Recycle transmutation of MA and LLFP using BWR for sustaining geologic disposal

Abstract

The actinides and fission products produced in nuclear fuels constitute an important part of the HLW. Therefore, methods for reducing the radiotoxicity of the MA and LLFP in HLW are presently under investigation. The purposes of this study are to evaluate the effectiveness of MA transmutation by taking advantage of neutron spectrum hardening due to void fraction along BWR axial direction; to understand the effectiveness of LLFP transmutation in BWR considering the large capture cross section of FP in thermal region; and to evaluate the macroscopic characteristics of longer residential period of LLFP target in the high burnup BWR core. Conceptual B/T BWR supposed in this study was reactor which the performance comparable to the current BWR. In MA transmutation case, the calculation was focused on varying the void fraction of 0 to 40% along the axial direction, which were directly associated to the lower and upper region of the BWR core.
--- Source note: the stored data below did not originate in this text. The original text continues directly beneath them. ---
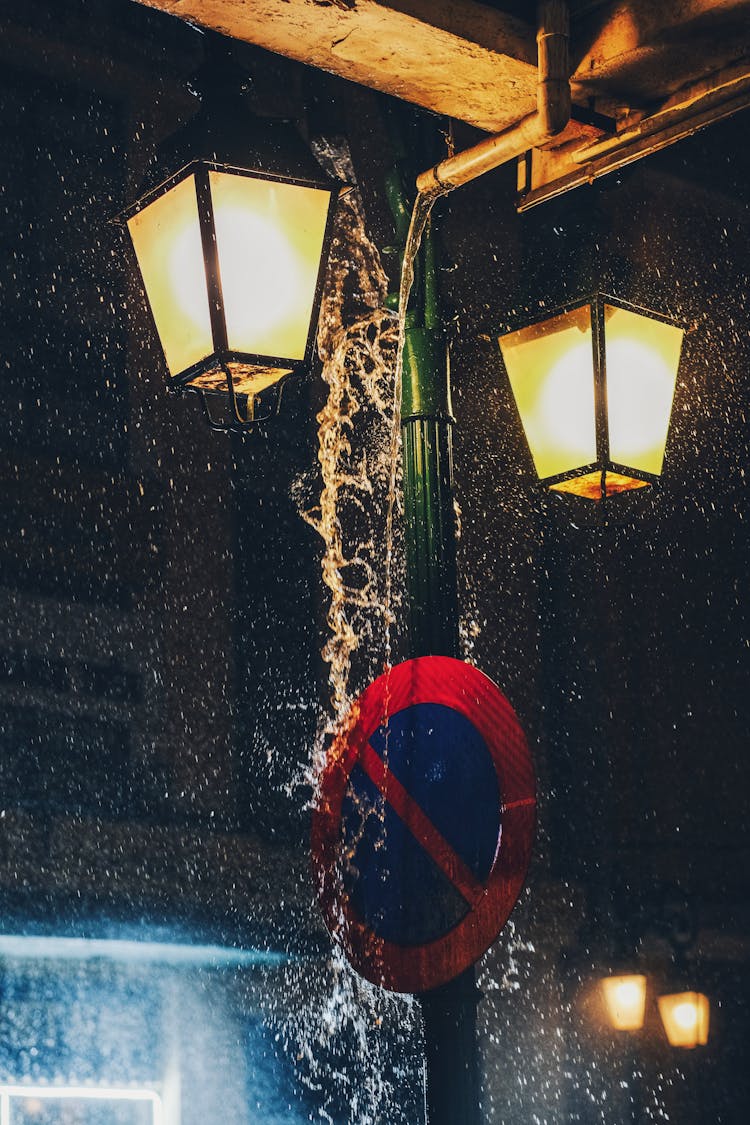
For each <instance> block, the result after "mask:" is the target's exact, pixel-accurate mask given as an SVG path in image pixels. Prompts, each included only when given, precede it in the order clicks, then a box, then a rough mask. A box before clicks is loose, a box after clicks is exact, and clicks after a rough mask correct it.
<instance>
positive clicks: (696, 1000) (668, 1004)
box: [659, 992, 710, 1047]
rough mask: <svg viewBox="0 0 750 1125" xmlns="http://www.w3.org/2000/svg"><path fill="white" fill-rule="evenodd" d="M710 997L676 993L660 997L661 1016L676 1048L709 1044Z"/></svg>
mask: <svg viewBox="0 0 750 1125" xmlns="http://www.w3.org/2000/svg"><path fill="white" fill-rule="evenodd" d="M708 1011H710V1009H708V997H707V996H704V994H703V992H676V993H674V994H672V996H660V997H659V1015H660V1016H661V1023H662V1024H663V1025H665V1030H666V1033H667V1038H668V1039H669V1042H670V1043H671V1045H672V1046H674V1047H696V1046H699V1045H701V1046H703V1045H704V1044H705V1043H707V1042H708Z"/></svg>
The performance of B/T BWR was evaluated in which four components of MA ( 237Np, 241Am, 243Am, and 244Cm) with fixed fraction were blended with UO 2 in B/T fuel. While, for LLFP transmutation, the B/T BWR was assumed to have two homogeneous regions: {1} the region for UO 2 driver fuel (99% of fuel weight), and {2} the region for LLFP ( 99Tc and 129I) target capsules (1% of fuel weight), in which metallic Tc rods and iodine in the form of CeI 3 was contained in cylindrical target capsules. The evaluation functions are {1} fission-to-transmutation ratio, [F/T ratio] MA, and {2} transmutation fraction, Tf LLFP. Results show that the hardening neutron spectrum due to increase of void fraction in B/T BWR would result a higher [F/T ratio] of MA transmutation performance. Np and Am would be effectively loaded in the upper region of the core, while Cm could be loaded in any region of the core. At the EOC of equal or more than 50 GWd/Mg(HM), technetium has a higher transmutation fraction compared to iodine. To obtain higher LLFP transmutation fraction, the residential time in the LLFP targets in the core, should be kept for long time, for instance about 10 to 30 years. For that purpose, it was proposed that the number of B/T BWR system for LLFP treatment corresponds to the residential time of the LLFP target, i.e. 10 to 30 units.